As @Chris commented, when assayed in vitro with a single substrate (which may not even be the physiological one) most enzymes can catalyse a reaction in either direction. And enzymes such as pyruvate kinase were discovered before the pathways they are constituents of were worked out in full. Furthermore, the ways of naming enzymes only became more sophisticated as more were discovered and characterized. (Try googling for ‘old yellow enzyme’.)
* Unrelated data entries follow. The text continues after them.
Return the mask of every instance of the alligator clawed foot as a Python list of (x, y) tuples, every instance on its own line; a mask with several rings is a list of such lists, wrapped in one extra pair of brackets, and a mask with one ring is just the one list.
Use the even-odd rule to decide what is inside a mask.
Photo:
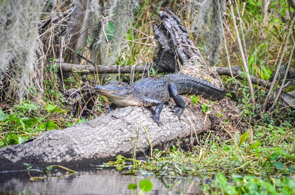
[(157, 123), (158, 123), (158, 125), (159, 125), (159, 126), (160, 126), (160, 124), (161, 124), (162, 125), (164, 126), (164, 125), (163, 124), (162, 121), (161, 121), (161, 120), (160, 119), (160, 118), (159, 116), (157, 116), (155, 115), (153, 116), (152, 116), (152, 118), (153, 118), (153, 119), (154, 119), (154, 122), (156, 122)]
[(179, 108), (177, 106), (176, 106), (173, 107), (173, 108), (171, 108), (169, 112), (173, 112), (173, 115), (176, 115), (178, 117), (178, 118), (180, 120), (180, 117), (181, 115), (181, 114), (182, 114), (182, 113), (183, 111), (183, 108)]

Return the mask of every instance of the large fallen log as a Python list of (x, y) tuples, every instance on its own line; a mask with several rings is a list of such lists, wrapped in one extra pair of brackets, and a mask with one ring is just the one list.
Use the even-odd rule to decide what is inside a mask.
[[(218, 85), (219, 80), (208, 74), (209, 71), (203, 71), (199, 68), (199, 66), (206, 67), (206, 62), (199, 49), (188, 39), (185, 28), (181, 25), (179, 19), (168, 11), (159, 12), (159, 14), (163, 19), (162, 25), (164, 27), (160, 27), (161, 33), (170, 34), (171, 40), (167, 40), (174, 41), (167, 44), (174, 44), (173, 48), (179, 48), (176, 49), (175, 55), (181, 58), (181, 63), (187, 60), (186, 63), (191, 65), (191, 70), (197, 71), (193, 73), (194, 75), (198, 75), (200, 73), (203, 77), (209, 78), (212, 82)], [(173, 20), (176, 21), (172, 21)], [(179, 28), (173, 27), (173, 24)], [(157, 26), (161, 27), (162, 25)], [(183, 36), (183, 38), (179, 37), (180, 35)], [(181, 38), (181, 40), (179, 39)], [(163, 41), (159, 42), (163, 44)], [(158, 54), (161, 55), (160, 54)], [(63, 64), (68, 65), (68, 71), (72, 71), (71, 65)], [(83, 66), (88, 69), (89, 72), (92, 73), (97, 70), (97, 67), (94, 66)], [(89, 69), (91, 67), (93, 69)], [(76, 68), (82, 68), (78, 67)], [(121, 72), (123, 73), (121, 68)], [(140, 68), (140, 70), (142, 69)], [(116, 72), (118, 69), (118, 67), (114, 67), (112, 69), (112, 72)], [(182, 73), (191, 73), (192, 71), (189, 67), (186, 70), (186, 72), (184, 71)], [(128, 72), (130, 71), (128, 70)], [(137, 71), (135, 69), (135, 72)], [(25, 169), (27, 166), (24, 163), (31, 163), (35, 168), (58, 164), (76, 170), (84, 169), (108, 161), (115, 160), (119, 154), (130, 157), (133, 153), (135, 146), (137, 157), (148, 156), (151, 147), (148, 137), (154, 148), (163, 149), (176, 144), (188, 149), (189, 147), (191, 148), (192, 144), (197, 143), (197, 135), (208, 130), (214, 130), (222, 140), (227, 138), (226, 137), (228, 136), (228, 133), (223, 131), (220, 124), (232, 130), (235, 131), (239, 128), (238, 126), (236, 129), (234, 127), (239, 126), (236, 125), (239, 123), (239, 110), (228, 98), (225, 98), (220, 103), (210, 105), (211, 113), (206, 117), (200, 106), (205, 103), (211, 105), (209, 100), (203, 99), (202, 102), (199, 101), (197, 103), (199, 106), (195, 107), (189, 98), (185, 95), (182, 97), (186, 103), (186, 108), (180, 120), (169, 112), (170, 108), (168, 107), (171, 105), (171, 103), (165, 104), (161, 113), (160, 117), (164, 125), (160, 127), (151, 117), (154, 108), (151, 109), (128, 106), (121, 108), (62, 130), (55, 130), (44, 132), (24, 144), (1, 148), (0, 171)], [(217, 111), (222, 115), (221, 117), (216, 115)], [(226, 125), (224, 122), (226, 120), (228, 122)], [(234, 125), (230, 127), (231, 124)], [(143, 125), (146, 128), (148, 137)]]
[[(187, 102), (190, 100), (185, 96), (184, 98)], [(211, 121), (209, 116), (204, 123), (205, 115), (201, 109), (190, 106), (186, 107), (179, 120), (169, 111), (168, 105), (171, 104), (165, 105), (160, 115), (163, 126), (158, 126), (153, 121), (151, 117), (153, 108), (128, 106), (62, 130), (44, 132), (25, 143), (1, 148), (0, 171), (25, 170), (24, 163), (31, 163), (33, 168), (57, 164), (75, 170), (91, 168), (115, 160), (119, 154), (131, 157), (135, 142), (137, 157), (148, 156), (150, 148), (142, 125), (146, 128), (153, 148), (163, 149), (176, 144), (188, 149), (191, 147), (188, 144), (196, 143), (196, 134), (217, 129), (216, 125), (218, 127), (219, 123), (225, 120)], [(220, 108), (220, 105), (213, 105), (210, 108), (212, 116), (216, 115), (216, 109), (222, 113)], [(227, 117), (225, 113), (223, 117)], [(230, 120), (235, 117), (230, 115)], [(187, 139), (189, 141), (185, 141)]]

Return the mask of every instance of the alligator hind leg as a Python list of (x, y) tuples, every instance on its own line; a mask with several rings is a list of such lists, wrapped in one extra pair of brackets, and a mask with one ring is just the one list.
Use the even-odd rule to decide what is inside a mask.
[(180, 116), (183, 112), (185, 106), (185, 103), (183, 99), (178, 95), (177, 89), (175, 84), (173, 83), (169, 85), (168, 88), (170, 96), (173, 98), (173, 100), (176, 104), (176, 106), (172, 108), (170, 111), (173, 112), (174, 113), (173, 115), (178, 116), (180, 119)]
[(118, 108), (118, 106), (112, 102), (110, 104), (109, 106), (109, 112), (111, 112), (113, 110), (115, 110)]

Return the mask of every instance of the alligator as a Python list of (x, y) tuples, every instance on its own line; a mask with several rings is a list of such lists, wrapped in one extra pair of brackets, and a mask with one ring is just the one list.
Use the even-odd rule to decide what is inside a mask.
[(222, 99), (228, 92), (206, 80), (177, 74), (151, 76), (131, 85), (111, 81), (106, 85), (98, 85), (94, 88), (98, 93), (108, 98), (112, 101), (109, 111), (118, 107), (156, 106), (152, 117), (159, 126), (163, 125), (159, 116), (163, 104), (168, 102), (171, 97), (176, 106), (170, 111), (180, 119), (185, 104), (179, 94), (194, 94), (215, 100)]

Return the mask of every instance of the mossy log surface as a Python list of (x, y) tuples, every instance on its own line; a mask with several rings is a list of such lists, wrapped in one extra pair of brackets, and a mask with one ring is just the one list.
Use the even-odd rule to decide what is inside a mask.
[(131, 157), (137, 135), (137, 156), (148, 156), (150, 146), (142, 124), (153, 148), (178, 143), (187, 148), (183, 140), (190, 138), (192, 128), (186, 115), (194, 116), (191, 120), (197, 134), (210, 129), (211, 123), (207, 119), (203, 125), (205, 115), (196, 108), (186, 108), (179, 120), (169, 111), (168, 105), (164, 105), (160, 115), (164, 125), (160, 127), (151, 117), (154, 108), (128, 106), (62, 130), (44, 132), (25, 143), (1, 148), (0, 171), (25, 170), (24, 163), (32, 163), (33, 168), (58, 164), (74, 170), (95, 169), (93, 166), (115, 160), (119, 154)]

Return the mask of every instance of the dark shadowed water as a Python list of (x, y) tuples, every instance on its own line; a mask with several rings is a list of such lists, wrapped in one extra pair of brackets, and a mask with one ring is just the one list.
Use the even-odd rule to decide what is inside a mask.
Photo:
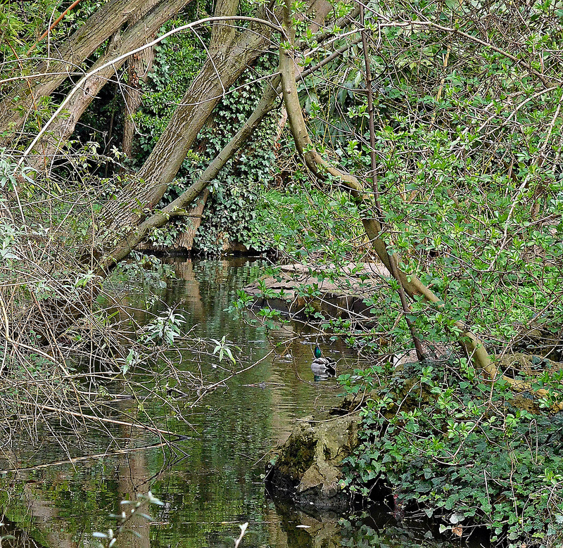
[[(325, 355), (339, 359), (340, 372), (365, 364), (341, 344), (315, 337), (310, 326), (292, 324), (267, 333), (264, 327), (249, 326), (225, 312), (236, 290), (260, 274), (263, 267), (260, 261), (175, 259), (171, 262), (179, 279), (167, 280), (160, 296), (168, 306), (185, 313), (186, 327), (193, 328), (194, 336), (226, 336), (242, 349), (245, 363), (266, 356), (274, 343), (286, 344), (231, 379), (227, 388), (205, 396), (201, 404), (186, 409), (183, 418), (187, 422), (160, 419), (165, 414), (158, 413), (154, 403), (145, 402), (156, 426), (189, 436), (178, 442), (174, 451), (147, 448), (68, 463), (68, 454), (111, 452), (116, 449), (112, 435), (134, 447), (158, 442), (154, 435), (115, 425), (108, 425), (107, 431), (89, 431), (80, 447), (68, 434), (66, 451), (53, 441), (45, 426), (37, 445), (25, 440), (9, 448), (0, 445), (0, 455), (4, 452), (8, 457), (0, 462), (4, 468), (14, 462), (20, 469), (45, 465), (0, 475), (0, 510), (5, 513), (0, 535), (13, 537), (0, 545), (95, 546), (93, 533), (115, 528), (110, 514), (118, 510), (119, 502), (149, 490), (164, 506), (148, 509), (150, 521), (132, 521), (137, 535), (120, 537), (118, 546), (230, 548), (239, 524), (245, 522), (249, 525), (241, 548), (328, 548), (339, 546), (343, 539), (355, 544), (357, 528), (343, 529), (339, 516), (317, 514), (312, 508), (305, 514), (274, 504), (265, 493), (261, 474), (269, 452), (287, 438), (296, 419), (339, 400), (341, 389), (334, 379), (322, 383), (313, 379), (312, 345), (318, 342)], [(126, 412), (139, 409), (132, 402), (120, 405)], [(51, 428), (64, 435), (63, 425)], [(59, 461), (63, 464), (53, 465)], [(379, 517), (385, 521), (384, 510)], [(391, 524), (388, 536), (381, 538), (369, 528), (367, 530), (372, 531), (374, 546), (419, 545), (408, 540), (410, 533)], [(360, 538), (358, 542), (364, 544), (367, 537)]]

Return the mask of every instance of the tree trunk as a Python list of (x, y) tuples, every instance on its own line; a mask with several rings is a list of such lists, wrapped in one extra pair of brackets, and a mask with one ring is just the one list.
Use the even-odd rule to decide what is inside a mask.
[[(291, 24), (291, 3), (285, 0), (286, 5), (284, 9), (284, 29), (288, 36), (292, 37), (295, 31)], [(327, 175), (340, 179), (343, 185), (348, 187), (351, 196), (358, 204), (367, 210), (372, 208), (371, 197), (367, 194), (362, 182), (354, 175), (344, 173), (325, 161), (315, 150), (312, 145), (307, 126), (305, 123), (301, 106), (299, 104), (299, 98), (297, 94), (297, 86), (295, 81), (296, 62), (293, 57), (293, 50), (291, 48), (280, 47), (279, 49), (279, 70), (282, 75), (282, 88), (284, 94), (284, 103), (287, 110), (291, 133), (293, 136), (296, 146), (299, 153), (305, 159), (305, 163), (315, 175), (321, 179)], [(443, 308), (440, 299), (414, 274), (407, 275), (400, 269), (398, 257), (394, 255), (389, 255), (387, 246), (381, 238), (381, 226), (379, 221), (375, 217), (367, 217), (362, 219), (364, 229), (367, 237), (379, 259), (391, 272), (395, 269), (397, 276), (400, 280), (400, 283), (405, 291), (411, 298), (420, 296), (429, 302), (433, 303), (438, 308)], [(391, 264), (393, 261), (393, 264)], [(483, 369), (491, 378), (502, 376), (500, 371), (493, 363), (491, 357), (485, 349), (483, 343), (461, 321), (453, 322), (455, 328), (459, 329), (460, 335), (458, 340), (467, 351), (469, 356), (472, 357), (476, 364)], [(513, 385), (517, 384), (514, 379), (508, 379), (507, 381)]]
[[(187, 4), (187, 1), (184, 4)], [(134, 23), (137, 23), (138, 21), (135, 20)], [(140, 44), (134, 46), (132, 49), (138, 47), (139, 45)], [(133, 155), (133, 136), (136, 129), (133, 117), (141, 103), (140, 83), (146, 82), (153, 60), (153, 48), (144, 49), (133, 55), (127, 60), (127, 83), (124, 92), (125, 104), (123, 116), (123, 143), (121, 148), (128, 158), (132, 158)]]
[(135, 226), (158, 203), (213, 108), (263, 53), (270, 34), (269, 29), (253, 23), (208, 58), (143, 167), (118, 198), (108, 204), (103, 219), (113, 230)]
[(205, 189), (192, 203), (191, 207), (186, 214), (186, 217), (188, 217), (187, 226), (176, 239), (175, 246), (184, 248), (188, 251), (194, 247), (194, 238), (198, 232), (199, 225), (201, 224), (201, 215), (208, 196), (209, 190)]
[(39, 76), (16, 84), (0, 101), (0, 134), (6, 132), (9, 140), (35, 110), (39, 99), (50, 95), (72, 74), (81, 74), (80, 65), (100, 44), (128, 20), (132, 13), (144, 16), (159, 3), (167, 0), (110, 0), (91, 15), (80, 28), (58, 49), (56, 58), (30, 68)]

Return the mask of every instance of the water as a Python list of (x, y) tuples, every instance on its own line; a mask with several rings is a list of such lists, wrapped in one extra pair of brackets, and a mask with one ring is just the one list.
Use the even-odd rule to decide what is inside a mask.
[[(117, 449), (112, 436), (129, 447), (153, 445), (158, 438), (108, 424), (107, 431), (89, 431), (77, 444), (64, 423), (51, 428), (67, 437), (65, 450), (44, 426), (37, 445), (24, 442), (9, 451), (4, 448), (9, 459), (0, 466), (9, 461), (18, 468), (44, 466), (0, 476), (0, 509), (6, 514), (0, 535), (15, 537), (4, 540), (3, 547), (96, 545), (94, 532), (115, 529), (110, 514), (119, 509), (119, 502), (149, 490), (164, 506), (148, 509), (150, 521), (132, 521), (129, 525), (138, 536), (124, 533), (119, 546), (232, 547), (245, 522), (249, 525), (241, 547), (339, 544), (336, 516), (277, 506), (265, 494), (261, 474), (269, 452), (286, 439), (296, 419), (339, 401), (341, 390), (334, 379), (313, 379), (315, 342), (325, 355), (339, 360), (339, 372), (365, 364), (339, 343), (315, 335), (310, 326), (291, 324), (268, 333), (224, 312), (236, 290), (260, 273), (260, 262), (175, 259), (172, 264), (179, 279), (167, 280), (161, 296), (184, 313), (194, 336), (218, 340), (226, 336), (243, 349), (245, 363), (265, 358), (200, 404), (186, 407), (182, 420), (165, 420), (159, 404), (146, 402), (147, 412), (161, 417), (156, 426), (189, 437), (173, 450), (153, 447), (111, 454)], [(280, 342), (283, 346), (268, 355)], [(211, 371), (209, 363), (202, 367)], [(137, 410), (132, 401), (114, 405), (125, 413)], [(79, 455), (98, 456), (68, 463), (68, 456)], [(58, 461), (63, 462), (52, 465)]]

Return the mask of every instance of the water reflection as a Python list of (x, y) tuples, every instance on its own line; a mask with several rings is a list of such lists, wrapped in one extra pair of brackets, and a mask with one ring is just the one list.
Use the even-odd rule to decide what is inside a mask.
[[(93, 546), (93, 532), (115, 528), (109, 515), (119, 510), (119, 502), (149, 489), (164, 506), (148, 509), (150, 521), (132, 520), (129, 525), (135, 534), (120, 537), (119, 546), (232, 547), (238, 525), (246, 521), (250, 525), (243, 547), (339, 545), (334, 516), (277, 507), (265, 496), (260, 474), (269, 450), (286, 438), (296, 418), (338, 401), (341, 389), (335, 379), (314, 382), (315, 343), (324, 355), (339, 360), (339, 373), (365, 364), (340, 343), (316, 337), (310, 326), (286, 325), (268, 333), (226, 312), (236, 290), (260, 274), (260, 261), (170, 262), (179, 279), (167, 279), (160, 296), (165, 305), (185, 313), (186, 327), (193, 329), (194, 336), (220, 339), (226, 335), (243, 349), (245, 362), (265, 359), (200, 405), (186, 408), (182, 417), (166, 416), (158, 402), (152, 407), (146, 402), (143, 411), (155, 426), (186, 436), (172, 448), (113, 454), (117, 448), (113, 438), (132, 449), (156, 441), (151, 433), (116, 424), (84, 433), (80, 445), (64, 424), (44, 425), (37, 446), (20, 440), (9, 454), (4, 448), (0, 454), (4, 469), (65, 463), (0, 477), (0, 508), (6, 514), (0, 535), (15, 537), (2, 546)], [(122, 305), (126, 302), (135, 304), (132, 293), (122, 300)], [(131, 313), (142, 319), (140, 308)], [(279, 343), (282, 346), (267, 356)], [(115, 409), (118, 416), (140, 412), (133, 401), (120, 402)], [(64, 450), (53, 440), (51, 429), (67, 437)], [(68, 462), (70, 457), (96, 454), (106, 456)]]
Let us take pyruvate kinase as an example. The name kinase is clearly not chemically descriptive but was applied to any reaction using ATP. But, never mind, go to the Wikipedia page for pyruvate kinase and click on the EC (Enzyme Commission) number — 18.104.22.168 — in the box on the right. You will come to a page where you will see that, like TS Eliot’s cat, the enzyme has three different names:
Accepted Name: pyruvate kinase
(because that’s what everyone uses and is in all the text books)
Other names: phosphoenolpyruvate kinase; phosphoenol transphosphorylase
pyruvate kinase (phosphorylating); fluorokinase; fluorokinase (phosphorylating); pyruvic kinase; pyruvate phosphotransferase
(note these include naming it for the reverse reaction)
Systematic name ATP:pyruvate 2-O-phosphotransferase
So why is that the systematic name? If you click back from this page to the group EC 2.7.1 to which this belongs, you will find that this group is of ‘Phosphotransferases with an Alcohol Group as Acceptor’, itself a subgroup of phosphotransferases.
So, to summarize, there is a systematic name that have been arrived at after long and careful deliberation and appears in the introductory paragraphs of scientific publications. Thereafter the common name is used, which although sometimes now recognized as a misnomer, seemed most appropriate at the time.